Para responder a esta pregunta, primero es necesario comprender cómo funcionan las células madre . En general, las células madre realizan funciones regenerativas a través de dos mecanismos distintos: la diferenciación directa y la señalización paracrina.
Mientras que la diferenciación directa se refiere a la capacidad de una célula madre para diferenciar y reemplazar directamente las células dañadas, la señalización paracrina se refiere al proceso por el cual las células madre liberan factores que actúan como señales para las células vecinas. La “señalización” hace que otras células en las cercanías cambien su comportamiento, iniciando el proceso de regeneración.

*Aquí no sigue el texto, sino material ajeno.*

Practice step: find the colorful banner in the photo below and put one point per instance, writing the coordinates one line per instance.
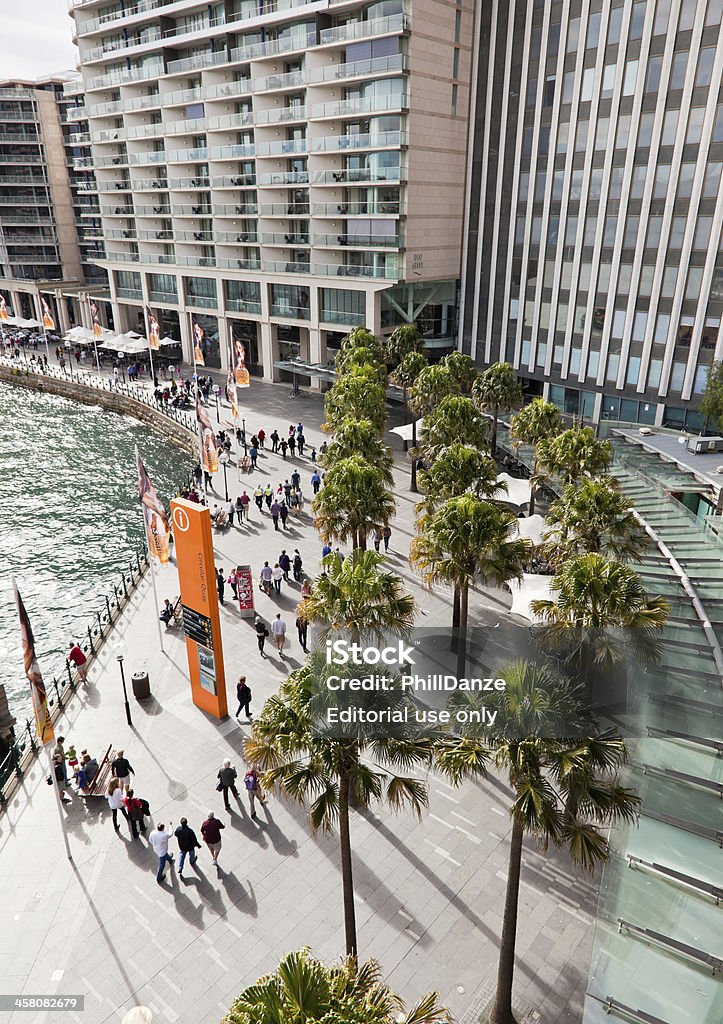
(209, 450)
(199, 345)
(243, 378)
(48, 322)
(158, 528)
(43, 722)
(97, 329)
(154, 330)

En un gran número de estudios sobre trasplantes de células madre, los investigadores observaron que los problemas dañados de los pacientes se reparaban después de un trasplante de células madre de un donante. Sin embargo, después de examinar los tejidos recién generados, se descubrió que faltaban las células del donante.

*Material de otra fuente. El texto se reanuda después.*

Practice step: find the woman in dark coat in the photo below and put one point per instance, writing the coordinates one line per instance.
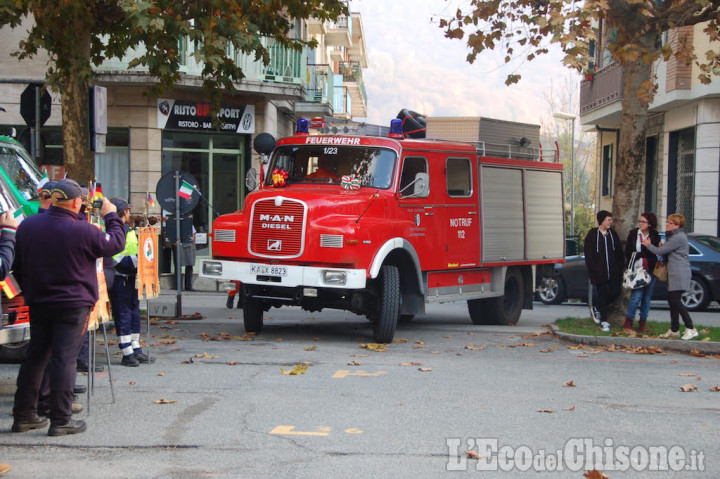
(640, 298)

Los científicos pudieron demostrar que las células madre del donante eran factores secretores que desencadenaban las propias células del paciente para reparar los tejidos. Se ha demostrado que la mayor parte de la regeneración se produce a través de la señalización paracrina en lugar de la diferenciación directa. Otra función importante de la señalización paracrina de células madre es la modulación del sistema inmunológico para combatir las enfermedades autoinmunes.
El hecho más importante es que a pesar de su corta vida útil, los donantes de células madre tienen un efecto duradero en la regeneración de tejidos que dura mucho después de que las células madre del donante se hayan agotado.